France | France, Conseil constitutionnel, 29 juillet 2025, 2025-890


LE CONSEIL CONSTITUTIONNEL A ÉTÉ SAISI, dans les conditions prévues au deuxième alinéa de l’article 61 de la Constitution, de la loi relative à la lutte contre l’antisémitisme dans l’enseignement supérieur, sous le n° 2025-890 DC, le 7 juillet 2025, par Mmes Mathilde PANOT, Nadège ABOMANGOLI, MM. Laurent ALEXANDRE, Gabriel AMARD, Mmes Ségolène AMIOT, Farida AMRANI, MM. Rodrigo ARENAS, Raphaël ARNAULT, Mme Anaïs BELOUASSA-CHERIFI, MM. Ugo BERNALICIS, Christophe BEX, Carlos Martens BILONGO, Manuel BOMPARD, Idir BOUMERTIT, Louis BOYARD, Pierre-Yves CADALEN, Aymeric CAR

ON, Sylvain CARRIÈRE, Mme Gabrielle CATHALA, M. Bérenger CERNON, Mme Sophia...

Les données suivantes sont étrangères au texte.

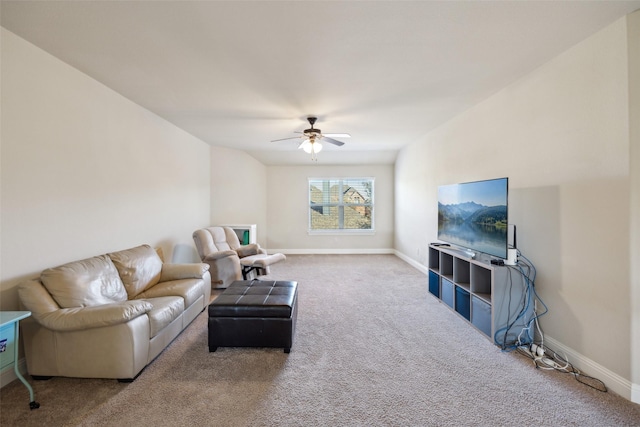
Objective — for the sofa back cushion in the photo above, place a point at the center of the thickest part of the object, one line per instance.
(139, 268)
(93, 281)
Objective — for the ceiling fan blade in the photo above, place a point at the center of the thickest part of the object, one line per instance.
(332, 141)
(284, 139)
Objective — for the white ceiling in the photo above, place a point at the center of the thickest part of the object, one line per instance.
(239, 74)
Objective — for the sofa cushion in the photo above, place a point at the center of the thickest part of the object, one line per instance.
(89, 282)
(189, 289)
(165, 310)
(139, 268)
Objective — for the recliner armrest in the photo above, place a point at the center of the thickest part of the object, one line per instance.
(248, 250)
(219, 255)
(183, 271)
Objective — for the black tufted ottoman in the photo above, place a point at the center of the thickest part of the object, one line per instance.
(254, 313)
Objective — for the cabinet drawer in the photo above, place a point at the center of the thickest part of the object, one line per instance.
(447, 292)
(481, 315)
(463, 303)
(434, 284)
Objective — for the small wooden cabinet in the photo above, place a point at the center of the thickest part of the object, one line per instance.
(496, 300)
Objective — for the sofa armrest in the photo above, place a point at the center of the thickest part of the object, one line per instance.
(183, 271)
(35, 298)
(248, 250)
(220, 255)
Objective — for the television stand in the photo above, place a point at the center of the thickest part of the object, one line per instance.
(491, 298)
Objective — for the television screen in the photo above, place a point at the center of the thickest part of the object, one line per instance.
(474, 215)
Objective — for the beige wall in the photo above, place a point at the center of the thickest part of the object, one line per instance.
(85, 171)
(287, 210)
(561, 134)
(238, 190)
(633, 37)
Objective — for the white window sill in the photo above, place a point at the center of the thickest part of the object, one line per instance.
(341, 232)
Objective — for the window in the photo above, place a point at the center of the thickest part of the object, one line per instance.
(344, 205)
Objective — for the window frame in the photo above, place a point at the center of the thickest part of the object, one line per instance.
(341, 205)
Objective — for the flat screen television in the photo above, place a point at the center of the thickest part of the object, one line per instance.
(474, 215)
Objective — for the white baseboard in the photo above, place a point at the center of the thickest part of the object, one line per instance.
(613, 381)
(8, 375)
(333, 251)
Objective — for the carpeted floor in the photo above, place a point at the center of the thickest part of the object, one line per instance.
(371, 348)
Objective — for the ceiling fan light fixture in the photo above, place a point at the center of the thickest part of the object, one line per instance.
(311, 147)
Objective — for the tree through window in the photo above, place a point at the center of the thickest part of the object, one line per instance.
(340, 204)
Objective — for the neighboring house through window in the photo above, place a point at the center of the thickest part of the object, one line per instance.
(341, 204)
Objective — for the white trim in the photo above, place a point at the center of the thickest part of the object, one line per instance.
(356, 251)
(9, 375)
(635, 393)
(613, 381)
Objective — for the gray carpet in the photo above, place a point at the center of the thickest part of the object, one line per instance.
(371, 348)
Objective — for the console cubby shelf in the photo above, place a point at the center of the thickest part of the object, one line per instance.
(491, 298)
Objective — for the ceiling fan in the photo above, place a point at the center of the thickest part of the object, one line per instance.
(311, 138)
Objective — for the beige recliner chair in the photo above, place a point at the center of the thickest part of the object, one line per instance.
(228, 259)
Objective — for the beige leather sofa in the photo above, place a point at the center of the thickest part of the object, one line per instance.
(109, 316)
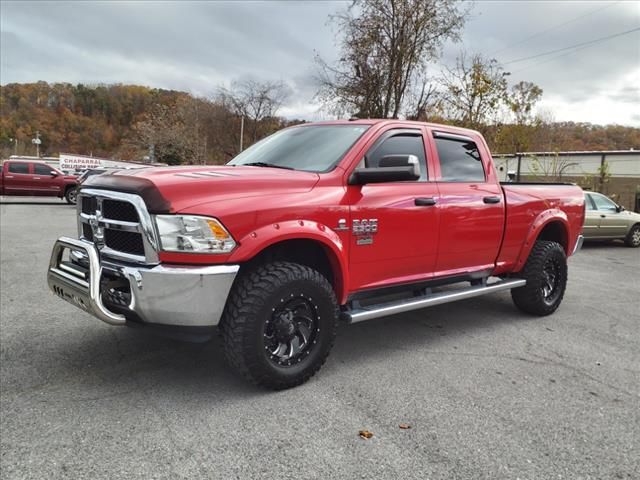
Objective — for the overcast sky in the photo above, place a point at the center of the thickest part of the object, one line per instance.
(201, 45)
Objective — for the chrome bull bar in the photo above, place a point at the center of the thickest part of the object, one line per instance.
(186, 296)
(72, 287)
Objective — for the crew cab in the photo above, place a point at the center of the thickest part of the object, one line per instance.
(36, 178)
(316, 224)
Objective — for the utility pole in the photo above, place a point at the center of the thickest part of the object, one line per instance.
(37, 143)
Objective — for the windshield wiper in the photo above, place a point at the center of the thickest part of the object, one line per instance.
(265, 164)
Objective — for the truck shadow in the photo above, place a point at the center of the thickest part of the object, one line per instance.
(163, 365)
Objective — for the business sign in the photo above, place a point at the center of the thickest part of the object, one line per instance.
(78, 162)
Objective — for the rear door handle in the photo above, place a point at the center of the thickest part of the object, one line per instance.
(425, 201)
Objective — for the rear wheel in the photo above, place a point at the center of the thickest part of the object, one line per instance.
(279, 324)
(71, 195)
(633, 237)
(546, 276)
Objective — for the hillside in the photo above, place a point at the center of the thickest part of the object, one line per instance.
(122, 121)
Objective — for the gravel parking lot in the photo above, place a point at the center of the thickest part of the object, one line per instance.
(488, 392)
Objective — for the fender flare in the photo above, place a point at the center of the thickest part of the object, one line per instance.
(262, 238)
(541, 221)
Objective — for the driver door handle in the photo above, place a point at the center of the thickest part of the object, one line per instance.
(425, 202)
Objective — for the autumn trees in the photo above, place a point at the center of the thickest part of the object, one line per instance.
(134, 122)
(385, 47)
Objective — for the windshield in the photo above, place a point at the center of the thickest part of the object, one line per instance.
(316, 148)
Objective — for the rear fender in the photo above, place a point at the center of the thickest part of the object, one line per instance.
(542, 220)
(266, 236)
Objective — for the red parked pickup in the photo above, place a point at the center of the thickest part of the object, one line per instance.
(35, 178)
(346, 220)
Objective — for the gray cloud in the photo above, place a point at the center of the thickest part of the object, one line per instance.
(196, 46)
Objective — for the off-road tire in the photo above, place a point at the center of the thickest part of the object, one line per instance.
(633, 237)
(532, 297)
(253, 299)
(71, 195)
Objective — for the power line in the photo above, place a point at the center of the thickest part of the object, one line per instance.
(550, 59)
(590, 42)
(536, 35)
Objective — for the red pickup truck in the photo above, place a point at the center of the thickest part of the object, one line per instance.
(36, 178)
(346, 220)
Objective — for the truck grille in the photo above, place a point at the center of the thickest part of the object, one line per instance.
(118, 224)
(117, 210)
(128, 242)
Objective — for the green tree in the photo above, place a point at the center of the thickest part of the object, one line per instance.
(385, 46)
(473, 90)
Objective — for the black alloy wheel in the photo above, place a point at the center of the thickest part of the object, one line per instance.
(290, 334)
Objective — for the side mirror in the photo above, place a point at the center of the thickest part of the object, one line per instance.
(392, 168)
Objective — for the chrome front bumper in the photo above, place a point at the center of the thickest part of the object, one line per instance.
(165, 295)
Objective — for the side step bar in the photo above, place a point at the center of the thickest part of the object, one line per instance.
(360, 313)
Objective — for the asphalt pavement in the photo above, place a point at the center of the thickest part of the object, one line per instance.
(488, 392)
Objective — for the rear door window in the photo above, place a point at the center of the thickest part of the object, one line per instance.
(603, 203)
(40, 169)
(15, 167)
(460, 160)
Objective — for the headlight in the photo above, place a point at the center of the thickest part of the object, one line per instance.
(190, 233)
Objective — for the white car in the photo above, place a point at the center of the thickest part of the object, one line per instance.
(606, 220)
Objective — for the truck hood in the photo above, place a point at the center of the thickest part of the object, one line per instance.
(172, 189)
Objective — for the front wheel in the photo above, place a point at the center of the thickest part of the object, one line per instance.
(279, 324)
(71, 195)
(546, 276)
(633, 237)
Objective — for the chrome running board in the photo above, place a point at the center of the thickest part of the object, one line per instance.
(359, 313)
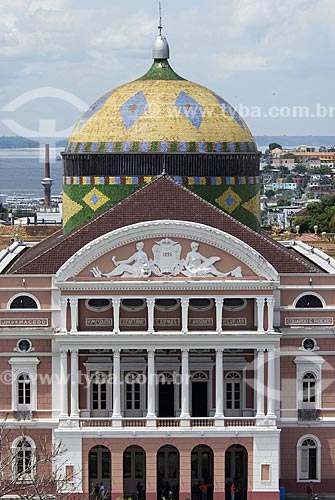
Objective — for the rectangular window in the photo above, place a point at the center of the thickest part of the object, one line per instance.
(265, 472)
(194, 465)
(139, 465)
(94, 465)
(127, 465)
(105, 461)
(69, 473)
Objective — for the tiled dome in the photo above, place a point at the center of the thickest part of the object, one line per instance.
(160, 112)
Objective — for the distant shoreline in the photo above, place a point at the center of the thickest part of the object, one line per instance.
(11, 142)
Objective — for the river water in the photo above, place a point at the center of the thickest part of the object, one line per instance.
(21, 172)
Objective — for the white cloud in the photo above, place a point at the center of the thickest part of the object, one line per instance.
(92, 48)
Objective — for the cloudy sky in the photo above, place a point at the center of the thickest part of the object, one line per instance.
(271, 59)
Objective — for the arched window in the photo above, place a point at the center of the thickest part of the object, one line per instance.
(99, 392)
(309, 459)
(199, 376)
(23, 389)
(23, 302)
(24, 459)
(134, 395)
(233, 391)
(309, 388)
(309, 302)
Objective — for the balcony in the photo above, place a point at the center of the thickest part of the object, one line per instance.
(168, 423)
(308, 414)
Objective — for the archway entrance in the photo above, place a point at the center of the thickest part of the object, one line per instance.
(134, 473)
(202, 460)
(99, 472)
(236, 471)
(168, 473)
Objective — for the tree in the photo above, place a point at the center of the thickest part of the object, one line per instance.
(33, 469)
(274, 145)
(321, 214)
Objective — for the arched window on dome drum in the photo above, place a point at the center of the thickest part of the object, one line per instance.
(309, 301)
(23, 302)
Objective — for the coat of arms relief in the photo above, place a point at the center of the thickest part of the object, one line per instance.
(166, 262)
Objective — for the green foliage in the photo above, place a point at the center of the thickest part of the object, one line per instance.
(300, 169)
(284, 170)
(320, 214)
(322, 170)
(282, 202)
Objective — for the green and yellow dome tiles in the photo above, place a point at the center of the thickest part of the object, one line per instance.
(159, 114)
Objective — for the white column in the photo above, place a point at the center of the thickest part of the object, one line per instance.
(151, 314)
(219, 306)
(63, 308)
(74, 384)
(260, 383)
(260, 314)
(116, 315)
(271, 383)
(74, 314)
(63, 384)
(151, 414)
(116, 385)
(271, 305)
(219, 384)
(184, 317)
(185, 396)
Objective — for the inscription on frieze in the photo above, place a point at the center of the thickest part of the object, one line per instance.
(234, 322)
(309, 321)
(167, 261)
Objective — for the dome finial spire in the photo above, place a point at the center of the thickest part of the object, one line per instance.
(160, 27)
(161, 49)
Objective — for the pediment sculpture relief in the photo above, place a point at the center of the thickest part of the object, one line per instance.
(166, 262)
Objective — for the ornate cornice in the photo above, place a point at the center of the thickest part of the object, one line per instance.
(162, 229)
(144, 286)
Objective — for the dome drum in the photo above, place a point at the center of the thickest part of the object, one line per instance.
(160, 124)
(190, 164)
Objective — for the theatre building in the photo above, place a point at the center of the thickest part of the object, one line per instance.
(162, 339)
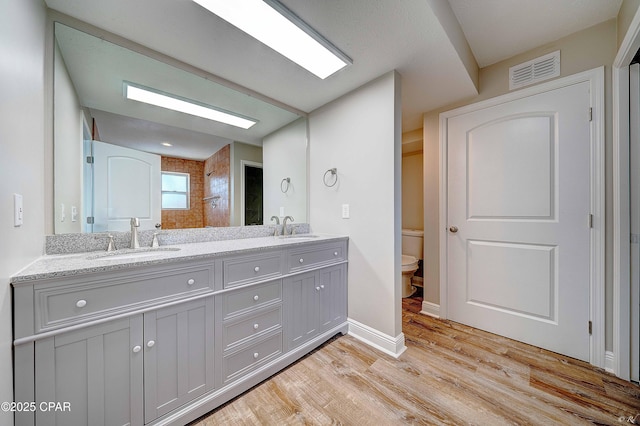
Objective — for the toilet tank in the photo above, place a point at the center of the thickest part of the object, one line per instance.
(412, 242)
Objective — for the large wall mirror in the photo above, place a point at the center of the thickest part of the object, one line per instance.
(117, 158)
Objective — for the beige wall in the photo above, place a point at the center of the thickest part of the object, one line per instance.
(360, 135)
(588, 49)
(412, 190)
(625, 16)
(22, 158)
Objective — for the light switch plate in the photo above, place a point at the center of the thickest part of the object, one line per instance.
(18, 210)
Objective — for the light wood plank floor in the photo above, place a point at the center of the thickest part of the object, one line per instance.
(450, 374)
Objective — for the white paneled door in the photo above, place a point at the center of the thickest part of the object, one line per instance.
(126, 185)
(518, 212)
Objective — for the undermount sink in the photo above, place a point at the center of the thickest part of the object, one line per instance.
(127, 254)
(298, 236)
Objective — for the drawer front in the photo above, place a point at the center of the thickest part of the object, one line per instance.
(244, 300)
(249, 327)
(314, 257)
(247, 269)
(237, 364)
(76, 303)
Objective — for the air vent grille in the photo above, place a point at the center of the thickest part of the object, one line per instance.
(534, 71)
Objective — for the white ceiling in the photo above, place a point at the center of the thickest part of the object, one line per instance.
(421, 39)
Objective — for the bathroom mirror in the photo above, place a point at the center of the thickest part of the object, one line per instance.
(110, 152)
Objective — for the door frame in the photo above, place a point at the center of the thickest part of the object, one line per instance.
(620, 360)
(595, 78)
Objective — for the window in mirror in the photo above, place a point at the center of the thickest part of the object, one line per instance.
(175, 191)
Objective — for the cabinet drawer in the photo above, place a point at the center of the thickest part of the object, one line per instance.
(238, 363)
(243, 270)
(239, 301)
(313, 257)
(247, 327)
(65, 305)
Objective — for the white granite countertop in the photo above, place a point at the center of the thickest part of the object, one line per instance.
(58, 266)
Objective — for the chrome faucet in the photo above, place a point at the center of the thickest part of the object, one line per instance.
(135, 223)
(277, 219)
(284, 224)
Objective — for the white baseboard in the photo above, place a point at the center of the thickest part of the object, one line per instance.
(393, 346)
(431, 309)
(609, 359)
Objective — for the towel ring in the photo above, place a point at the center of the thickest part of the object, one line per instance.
(284, 185)
(334, 173)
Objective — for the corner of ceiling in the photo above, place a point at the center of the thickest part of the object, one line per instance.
(443, 12)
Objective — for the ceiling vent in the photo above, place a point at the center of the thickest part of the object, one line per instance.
(534, 71)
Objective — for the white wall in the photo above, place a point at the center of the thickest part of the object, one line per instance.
(240, 151)
(22, 128)
(67, 149)
(284, 153)
(360, 135)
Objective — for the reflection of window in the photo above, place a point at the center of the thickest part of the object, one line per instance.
(175, 191)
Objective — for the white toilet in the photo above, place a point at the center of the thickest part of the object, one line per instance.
(411, 254)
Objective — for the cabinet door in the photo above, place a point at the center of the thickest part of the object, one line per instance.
(178, 360)
(333, 296)
(301, 309)
(96, 370)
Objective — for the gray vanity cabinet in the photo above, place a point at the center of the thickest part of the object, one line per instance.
(95, 370)
(164, 344)
(178, 356)
(314, 302)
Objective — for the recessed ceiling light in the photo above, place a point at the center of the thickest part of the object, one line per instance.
(165, 100)
(271, 23)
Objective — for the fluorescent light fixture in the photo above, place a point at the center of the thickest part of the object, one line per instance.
(276, 26)
(165, 100)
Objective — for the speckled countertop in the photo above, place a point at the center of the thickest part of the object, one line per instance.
(66, 265)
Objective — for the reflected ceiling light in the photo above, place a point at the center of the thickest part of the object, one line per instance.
(165, 100)
(271, 23)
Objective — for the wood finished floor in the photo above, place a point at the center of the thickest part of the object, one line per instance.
(450, 374)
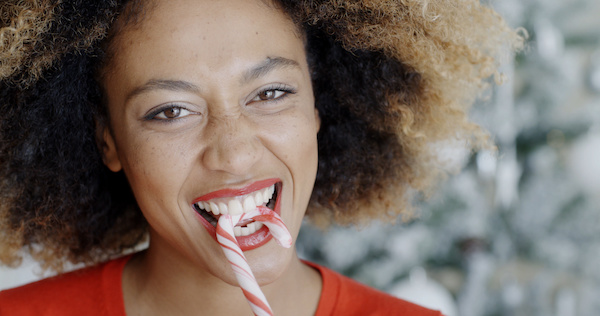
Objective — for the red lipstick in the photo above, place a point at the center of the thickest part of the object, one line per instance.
(261, 236)
(258, 185)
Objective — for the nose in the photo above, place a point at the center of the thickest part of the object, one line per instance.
(233, 145)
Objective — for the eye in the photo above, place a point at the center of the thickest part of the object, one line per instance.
(169, 113)
(268, 95)
(272, 93)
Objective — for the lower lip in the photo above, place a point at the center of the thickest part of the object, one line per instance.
(252, 241)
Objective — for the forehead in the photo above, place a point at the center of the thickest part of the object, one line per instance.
(207, 33)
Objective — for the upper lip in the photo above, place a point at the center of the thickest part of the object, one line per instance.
(224, 193)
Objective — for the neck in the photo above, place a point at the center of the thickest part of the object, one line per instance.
(159, 283)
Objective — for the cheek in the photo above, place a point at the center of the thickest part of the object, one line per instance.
(154, 167)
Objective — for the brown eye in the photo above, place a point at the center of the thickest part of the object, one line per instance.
(267, 95)
(169, 113)
(270, 95)
(172, 112)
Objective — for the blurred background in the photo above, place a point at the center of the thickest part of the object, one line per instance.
(518, 231)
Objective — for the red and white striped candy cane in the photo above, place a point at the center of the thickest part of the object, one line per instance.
(237, 260)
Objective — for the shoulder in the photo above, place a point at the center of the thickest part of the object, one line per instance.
(344, 296)
(73, 293)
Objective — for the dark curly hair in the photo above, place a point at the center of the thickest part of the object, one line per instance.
(391, 79)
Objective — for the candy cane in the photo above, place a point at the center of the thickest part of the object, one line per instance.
(237, 260)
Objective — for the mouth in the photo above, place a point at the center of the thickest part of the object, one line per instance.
(249, 234)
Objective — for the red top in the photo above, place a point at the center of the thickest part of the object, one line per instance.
(97, 291)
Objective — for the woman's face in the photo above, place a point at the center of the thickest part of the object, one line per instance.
(212, 101)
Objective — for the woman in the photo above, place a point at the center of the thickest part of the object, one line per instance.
(158, 117)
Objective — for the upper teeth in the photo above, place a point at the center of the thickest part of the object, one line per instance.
(239, 204)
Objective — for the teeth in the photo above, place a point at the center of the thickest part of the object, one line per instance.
(238, 205)
(223, 209)
(249, 204)
(235, 207)
(214, 208)
(248, 230)
(259, 198)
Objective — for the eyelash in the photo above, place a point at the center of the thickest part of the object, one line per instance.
(153, 115)
(287, 90)
(278, 88)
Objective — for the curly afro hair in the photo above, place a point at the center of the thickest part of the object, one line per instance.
(391, 80)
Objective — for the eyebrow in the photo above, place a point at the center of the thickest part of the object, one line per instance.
(266, 66)
(258, 71)
(163, 84)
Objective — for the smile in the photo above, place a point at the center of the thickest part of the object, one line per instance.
(212, 209)
(249, 234)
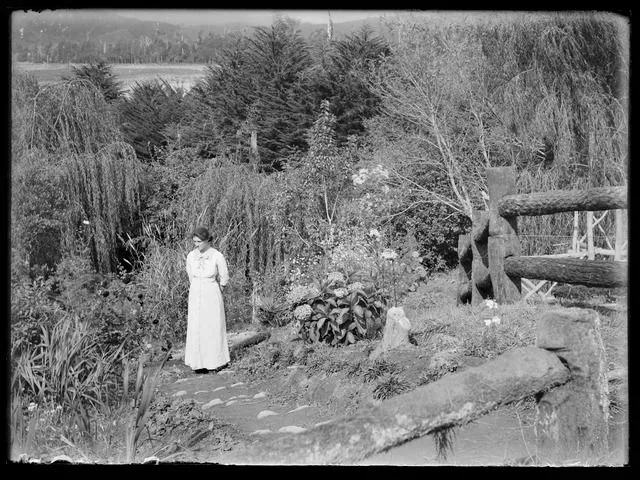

LE CONSEIL CONSTITUTIONNEL A ÉTÉ SAISI, dans les conditions prévues au deuxième alinéa de l’article 61 de la Constitution, de la loi relative à la lutte contre l’antisémitisme dans l’enseignement supérieur, sous le n° 2025-890 DC, le 7 juillet 2025, par Mmes Mathilde PANOT, Nadège ABOMANGOLI, MM. Laurent ALEXANDRE, Gabriel AMARD, Mmes Ségolène AMIOT, Farida AMRANI, MM. Rodrigo ARENAS, Raphaël ARNAULT, Mme Anaïs BELOUASSA-CHERIFI, MM. Ugo BERNALICIS, Christophe BEX, Carlos Martens BILONGO, Manuel BOMPARD, Idir BOUMERTIT, Louis BOYARD, Pierre-Yves CADALEN, Aymeric CARON, Sylvain CARRIÈRE, Mme Gabrielle CATHALA, M. Bérenger CERNON, Mme Sophia CHIKIROU, MM. Hadrien CLOUET, Éric COQUEREL, Jean-François COULOMME, Sébastien DELOGU, Aly DIOUARA, Mmes Alma DUFOUR, Karen ERODI, Mathilde FELD, M. Emmanuel FERNANDES, Mme Sylvie FERRER, M. Perceval GAILLARD, Mme Clémence GUETTÉ, M. David GUIRAUD, Mmes Zahia HAMDANE, Mathilde HIGNET, MM. Andy KERBRAT, Bastien LACHAUD, Abdelkader LAHMAR, Maxime LAISNEY, Aurélien LE COQ, Arnaud LE GALL, Antoine LÉAUMENT, Mme Élise LEBOUCHER, M. Jérôme LEGAVRE, Mmes Sarah LEGRAIN, Claire LEJEUNE, Murielle LEPVRAUD, Élisa MARTIN, M. Damien MAUDET, Mmes Marianne MAXIMI, Marie MESMEUR, Manon MEUNIER, M. Jean-Philippe NILOR, Mmes Sandrine NOSBÉ, Danièle OBONO, Nathalie OZIOL, MM. René PILATO, François PIQUEMAL, Thomas PORTES, Loïc PRUD’HOMME, Jean-Hugues RATENON, Arnaud SAINT-MARTIN, Aurélien SAINTOUL, Mmes Ersilia SOUDAIS, Anne STAMBACH-TERRENOIR, M. Aurélien TACHÉ, Mme Andrée TAURINYA, M. Matthias TAVEL, Mme Aurélie TROUVÉ, MM. Paul VANNIER et Jean-Paul LECOQ, députés.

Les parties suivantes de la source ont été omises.